Ce livre, dans lequel elle se dévoile sans inutile retenue, c’est sa vie… Ou à peu près, comme elle le dit elle-même : « Cette histoire est vraie et n’est pas vraie. J’ai inventé tous les éléments que vous allez suivre, mais je n’ai rien inventé de toutes les émotions que j’ai pu ressentir. »
Et ce livre est, d’abord et avant tout, un livre d’émotion, oui.
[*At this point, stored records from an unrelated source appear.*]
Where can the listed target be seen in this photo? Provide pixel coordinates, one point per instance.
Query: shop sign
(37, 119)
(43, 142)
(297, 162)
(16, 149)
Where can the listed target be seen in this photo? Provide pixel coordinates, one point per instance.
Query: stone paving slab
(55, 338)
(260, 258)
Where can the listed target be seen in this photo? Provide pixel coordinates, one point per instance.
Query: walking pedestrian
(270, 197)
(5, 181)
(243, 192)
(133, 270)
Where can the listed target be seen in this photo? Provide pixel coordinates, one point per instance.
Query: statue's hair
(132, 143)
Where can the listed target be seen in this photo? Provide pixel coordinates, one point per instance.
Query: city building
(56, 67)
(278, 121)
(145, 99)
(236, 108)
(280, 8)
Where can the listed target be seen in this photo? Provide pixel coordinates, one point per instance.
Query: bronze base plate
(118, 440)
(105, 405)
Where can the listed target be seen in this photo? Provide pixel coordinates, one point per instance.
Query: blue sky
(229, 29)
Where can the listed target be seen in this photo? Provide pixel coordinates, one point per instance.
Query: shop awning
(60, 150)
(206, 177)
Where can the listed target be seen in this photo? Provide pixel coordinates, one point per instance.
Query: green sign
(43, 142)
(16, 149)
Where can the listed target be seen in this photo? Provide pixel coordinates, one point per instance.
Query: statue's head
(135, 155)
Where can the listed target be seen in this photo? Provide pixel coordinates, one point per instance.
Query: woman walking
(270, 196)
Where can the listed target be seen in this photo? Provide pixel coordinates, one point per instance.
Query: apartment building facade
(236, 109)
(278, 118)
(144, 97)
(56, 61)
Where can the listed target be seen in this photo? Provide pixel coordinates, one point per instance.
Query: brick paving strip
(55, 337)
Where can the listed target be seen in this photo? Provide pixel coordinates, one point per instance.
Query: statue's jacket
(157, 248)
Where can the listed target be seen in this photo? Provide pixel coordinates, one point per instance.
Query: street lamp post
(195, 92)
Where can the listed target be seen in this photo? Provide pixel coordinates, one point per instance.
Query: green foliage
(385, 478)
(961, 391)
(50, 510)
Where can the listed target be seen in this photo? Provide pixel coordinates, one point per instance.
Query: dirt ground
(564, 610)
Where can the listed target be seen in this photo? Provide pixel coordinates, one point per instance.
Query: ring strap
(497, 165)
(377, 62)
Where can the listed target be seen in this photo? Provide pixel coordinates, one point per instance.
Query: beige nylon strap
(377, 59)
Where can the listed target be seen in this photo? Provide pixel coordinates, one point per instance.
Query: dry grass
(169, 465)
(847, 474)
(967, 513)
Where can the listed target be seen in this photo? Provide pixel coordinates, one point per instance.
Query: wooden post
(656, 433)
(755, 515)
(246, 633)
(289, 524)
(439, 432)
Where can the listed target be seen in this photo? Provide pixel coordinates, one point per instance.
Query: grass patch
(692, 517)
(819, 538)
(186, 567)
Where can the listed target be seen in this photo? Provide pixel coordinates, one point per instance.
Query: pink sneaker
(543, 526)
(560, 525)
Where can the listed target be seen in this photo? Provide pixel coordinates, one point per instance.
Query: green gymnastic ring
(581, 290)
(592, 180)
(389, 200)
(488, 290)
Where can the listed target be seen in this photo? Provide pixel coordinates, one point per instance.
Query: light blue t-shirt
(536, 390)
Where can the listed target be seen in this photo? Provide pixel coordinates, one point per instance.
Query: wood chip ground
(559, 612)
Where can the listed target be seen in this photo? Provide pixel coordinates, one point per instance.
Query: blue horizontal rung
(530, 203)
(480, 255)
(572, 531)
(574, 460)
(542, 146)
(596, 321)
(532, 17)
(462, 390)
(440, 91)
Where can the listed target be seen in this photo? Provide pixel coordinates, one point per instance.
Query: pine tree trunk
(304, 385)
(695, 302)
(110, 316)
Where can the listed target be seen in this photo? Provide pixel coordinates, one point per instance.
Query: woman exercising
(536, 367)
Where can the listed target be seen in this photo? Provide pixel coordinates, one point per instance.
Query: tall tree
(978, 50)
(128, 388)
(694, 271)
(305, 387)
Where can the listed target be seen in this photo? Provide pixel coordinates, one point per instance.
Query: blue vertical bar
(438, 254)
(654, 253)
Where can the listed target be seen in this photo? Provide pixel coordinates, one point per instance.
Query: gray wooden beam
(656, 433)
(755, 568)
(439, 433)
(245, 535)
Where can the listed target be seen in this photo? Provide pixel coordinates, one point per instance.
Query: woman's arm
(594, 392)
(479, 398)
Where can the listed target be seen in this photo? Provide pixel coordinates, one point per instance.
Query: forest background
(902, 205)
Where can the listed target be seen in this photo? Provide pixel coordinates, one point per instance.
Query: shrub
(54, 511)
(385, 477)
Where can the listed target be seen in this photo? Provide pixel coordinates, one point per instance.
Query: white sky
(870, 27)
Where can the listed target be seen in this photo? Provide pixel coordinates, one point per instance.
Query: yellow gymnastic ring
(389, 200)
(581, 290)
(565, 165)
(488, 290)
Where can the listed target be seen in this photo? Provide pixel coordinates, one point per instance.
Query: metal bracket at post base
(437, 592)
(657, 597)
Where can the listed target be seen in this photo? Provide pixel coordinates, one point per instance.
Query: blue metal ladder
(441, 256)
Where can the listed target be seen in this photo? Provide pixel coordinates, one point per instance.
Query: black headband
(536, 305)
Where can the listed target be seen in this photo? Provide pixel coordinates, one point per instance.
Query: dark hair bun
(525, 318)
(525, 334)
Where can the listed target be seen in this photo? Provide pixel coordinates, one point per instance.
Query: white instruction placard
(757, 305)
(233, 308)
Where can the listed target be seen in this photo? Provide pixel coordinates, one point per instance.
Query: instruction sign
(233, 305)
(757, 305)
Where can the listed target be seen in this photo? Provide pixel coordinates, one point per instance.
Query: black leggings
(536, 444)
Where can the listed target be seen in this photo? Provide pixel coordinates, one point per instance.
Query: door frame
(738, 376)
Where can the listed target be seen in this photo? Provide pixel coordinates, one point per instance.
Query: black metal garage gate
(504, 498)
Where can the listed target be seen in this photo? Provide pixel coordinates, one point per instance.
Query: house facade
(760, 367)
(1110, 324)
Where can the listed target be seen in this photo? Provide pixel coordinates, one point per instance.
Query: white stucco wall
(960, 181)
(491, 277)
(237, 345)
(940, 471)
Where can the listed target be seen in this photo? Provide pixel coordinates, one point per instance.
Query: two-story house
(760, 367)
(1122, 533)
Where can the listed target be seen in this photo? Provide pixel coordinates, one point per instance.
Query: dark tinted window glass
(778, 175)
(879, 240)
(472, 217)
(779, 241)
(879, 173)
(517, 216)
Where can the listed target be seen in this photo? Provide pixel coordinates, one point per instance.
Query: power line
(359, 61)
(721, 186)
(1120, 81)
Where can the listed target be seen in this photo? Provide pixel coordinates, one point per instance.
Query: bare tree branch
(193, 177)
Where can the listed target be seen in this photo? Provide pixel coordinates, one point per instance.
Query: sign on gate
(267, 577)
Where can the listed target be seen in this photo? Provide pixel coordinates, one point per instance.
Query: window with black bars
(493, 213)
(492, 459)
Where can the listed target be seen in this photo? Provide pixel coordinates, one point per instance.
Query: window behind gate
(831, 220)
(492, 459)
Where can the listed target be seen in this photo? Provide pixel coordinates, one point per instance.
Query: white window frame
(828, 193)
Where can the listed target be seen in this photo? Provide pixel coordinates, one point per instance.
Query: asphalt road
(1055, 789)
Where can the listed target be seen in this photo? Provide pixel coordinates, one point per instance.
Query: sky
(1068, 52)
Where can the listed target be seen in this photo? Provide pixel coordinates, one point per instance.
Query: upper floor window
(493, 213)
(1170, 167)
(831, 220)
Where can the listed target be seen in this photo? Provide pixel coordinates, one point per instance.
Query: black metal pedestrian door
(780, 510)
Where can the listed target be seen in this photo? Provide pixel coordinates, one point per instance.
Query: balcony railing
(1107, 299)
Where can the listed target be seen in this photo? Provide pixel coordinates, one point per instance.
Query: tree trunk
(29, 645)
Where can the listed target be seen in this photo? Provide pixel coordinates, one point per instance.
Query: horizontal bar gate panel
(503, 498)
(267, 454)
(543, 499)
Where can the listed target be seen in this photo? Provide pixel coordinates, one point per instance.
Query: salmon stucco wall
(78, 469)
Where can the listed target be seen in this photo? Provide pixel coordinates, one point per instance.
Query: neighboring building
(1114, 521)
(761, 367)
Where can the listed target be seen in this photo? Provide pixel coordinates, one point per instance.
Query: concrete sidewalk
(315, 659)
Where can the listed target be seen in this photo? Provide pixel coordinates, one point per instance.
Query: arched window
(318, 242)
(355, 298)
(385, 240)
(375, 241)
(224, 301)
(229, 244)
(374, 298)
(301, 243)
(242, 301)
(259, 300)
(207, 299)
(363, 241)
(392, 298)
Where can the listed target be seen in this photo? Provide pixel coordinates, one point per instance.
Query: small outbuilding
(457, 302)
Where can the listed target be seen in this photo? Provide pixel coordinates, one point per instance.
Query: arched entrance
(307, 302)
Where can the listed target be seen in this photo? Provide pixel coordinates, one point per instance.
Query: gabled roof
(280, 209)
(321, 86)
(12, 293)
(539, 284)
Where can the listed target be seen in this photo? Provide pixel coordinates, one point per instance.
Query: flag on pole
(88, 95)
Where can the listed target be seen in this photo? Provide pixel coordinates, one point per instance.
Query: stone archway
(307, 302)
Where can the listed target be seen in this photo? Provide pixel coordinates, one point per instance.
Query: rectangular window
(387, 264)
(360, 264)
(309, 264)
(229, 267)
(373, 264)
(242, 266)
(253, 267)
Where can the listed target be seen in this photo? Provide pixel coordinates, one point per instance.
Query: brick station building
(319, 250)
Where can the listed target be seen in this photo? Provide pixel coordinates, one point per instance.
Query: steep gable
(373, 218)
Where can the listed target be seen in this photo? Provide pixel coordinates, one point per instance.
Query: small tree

Tout en étant un portrait de cette famille, cette « autofiction » n’a pas peur de parler et de montrer les vrais problèmes, les vraies difficultés inhérentes à une construction psychologique en famille d’accueil.
L’auteure, ainsi, n’évite pas les difficultés relationnelles qui naissent dans une telle famille, entre les parents, entre frères et sœurs, également… Elle évite encore moins les véritables difficultés plus tristement et bêtement administratives qu’humaines et humanistes d’une justice qui, de papelard en papelard, de subjectivité d’un jugement rapide en manque de temps pour des réflexions en profondeur, se révèle aveugle, encore, toujours.
Très marqué de réflexions psychologiques, de celles que les familles d’accueil bénévoles vivent au quotidien, ce « Déracinée » est cependant un livre extrêmement lumineux. Un livre qui décrit plusieurs existences qui ne peuvent sourire qu’en se mêlant les unes aux autres, même au feu des conflits qui ne peuvent que naître, comme dans tout groupe humain.
C’est un livre lumineux, oui, par son traitement tout en douceur, tout en observations frontales, ai-je envie de dire. Par son graphisme, aussi, ensoleillé même sous la pluie, aux couleurs d’une belle transparence, au dessin simple sans jamais être simpliste.
C’est un livre qui pose des vraies questions quant à la place, dans notre société, pour les enfants, tous les enfants, ceux en difficulté comme les autres. Quant au sens même du verbe « éduquer », aussi.